Terms: Here are the key terms of the Chase Sapphire Reserve card:
- 3 points per dollar on travel and dining; 1 point elsewhere
- 50,000 bonus points if you make at least $4,000 in purchases within three months of opening your card account.
- Annual fee: $450
- APR of 17.24%–24.24%
For the serious traveler, this card also offers perks that go a long way toward offsetting its annual fee: You get an annual statement credit after each year for up to $300 worth of travel purchases, and you can get a statement credit of up to $100 every four years toward TSA PreCheck or Global Entry applications. You also can activate a Priority Pass Select membership, which gives you access to more than 1,000 airport lounges around the world.
Caveats: Yep, there's that $450 annual fee, which has been a focal point of discussion around this card since it was rolled out in 2016. Although the price is pretty typical among premium travel credit cards, that amount might be tough for some cardholders to swallow—especially if you're just an occasional traveler. Also, this card has an APR range of 17.24% to 24.24%. If you don't pay your bill in full each month, the resulting interest charges will swiftly outpace any rewards you get.
Best All-Around Travel Credit Card
Which issuer has the best credit card for travel points, without charging high annual fees? Unless you're an ultra-frequent flier or a devotee of one single hotel or airline brand, you need a good all-around travel rewards credit card—one that makes it relatively easy both to earn and to redeem points for a broad range of travel expenses. If you travel overseas often, the best credit card for international travel won't charge foreign transaction fees—most don't—and will be accepted broadly outside the U.S.
The Winner: Capital One Venture
Wondering what is the best credit card for travel? Now you have your answer. This Capital One card stacks up as the best travel rewards credit card in 2018 for all-around use, even if you only charge a couple thousand dollars a month—regardless of which airlines and hotel chains you use.
Why it wins: Among the top travel credit cards, this one stands out for a few reasons: Its sign-up bonus of 50,000 points is worth $500, at the high end of the range for travel cards, while its simple "double miles" earnings formula means you don't have to keep track of rotating categories. The $95 annual fee is waived for the first year. As a bonus, the low end of its APR range is a few percentage points below other major cards in the same category.

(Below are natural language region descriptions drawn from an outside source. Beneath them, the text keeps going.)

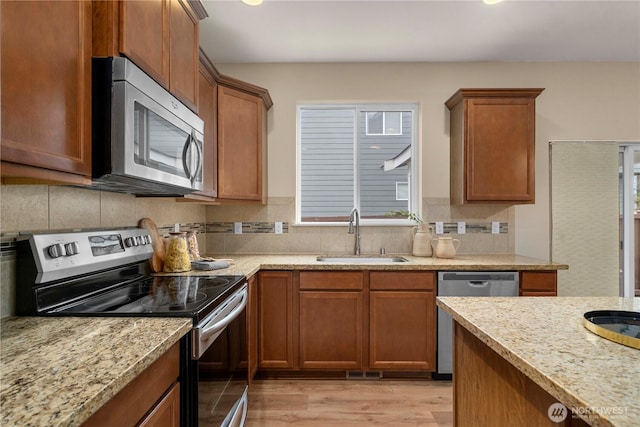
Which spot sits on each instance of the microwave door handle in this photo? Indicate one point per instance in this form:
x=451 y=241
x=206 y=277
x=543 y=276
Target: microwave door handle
x=185 y=149
x=200 y=157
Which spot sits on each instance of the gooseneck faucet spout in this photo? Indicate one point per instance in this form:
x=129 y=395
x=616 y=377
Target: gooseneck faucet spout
x=355 y=215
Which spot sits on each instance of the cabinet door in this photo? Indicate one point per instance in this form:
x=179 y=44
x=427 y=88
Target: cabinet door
x=144 y=36
x=207 y=110
x=46 y=90
x=183 y=62
x=402 y=330
x=252 y=328
x=500 y=150
x=275 y=308
x=331 y=330
x=240 y=145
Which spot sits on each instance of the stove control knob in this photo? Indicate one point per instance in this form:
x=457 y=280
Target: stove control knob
x=71 y=248
x=130 y=241
x=56 y=251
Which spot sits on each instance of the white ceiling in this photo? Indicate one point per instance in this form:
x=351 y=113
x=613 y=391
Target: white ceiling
x=421 y=31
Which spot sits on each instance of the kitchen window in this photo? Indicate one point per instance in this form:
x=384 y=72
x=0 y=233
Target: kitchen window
x=383 y=122
x=360 y=156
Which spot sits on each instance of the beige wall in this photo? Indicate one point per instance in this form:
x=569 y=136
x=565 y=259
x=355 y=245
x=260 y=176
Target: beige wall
x=581 y=101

This combination of features make the Capital One Venture the best travel credit card for travel miles—even if you're not a serious road warrior.
The terms of the Capital One Venture card are as follows:
- 2 miles per dollar
- 50,000-point bonus if you make at least $3,000 in purchases within three months of opening your card account.
- Annual fee:$0 first year, then $95
- APR: 14.24%-24.24%
Caveats: Unlike some other cards for frequent travelers, this card doesn't offer additional travel-related perks—like a credit against airline fees or TSA PreCheck registration.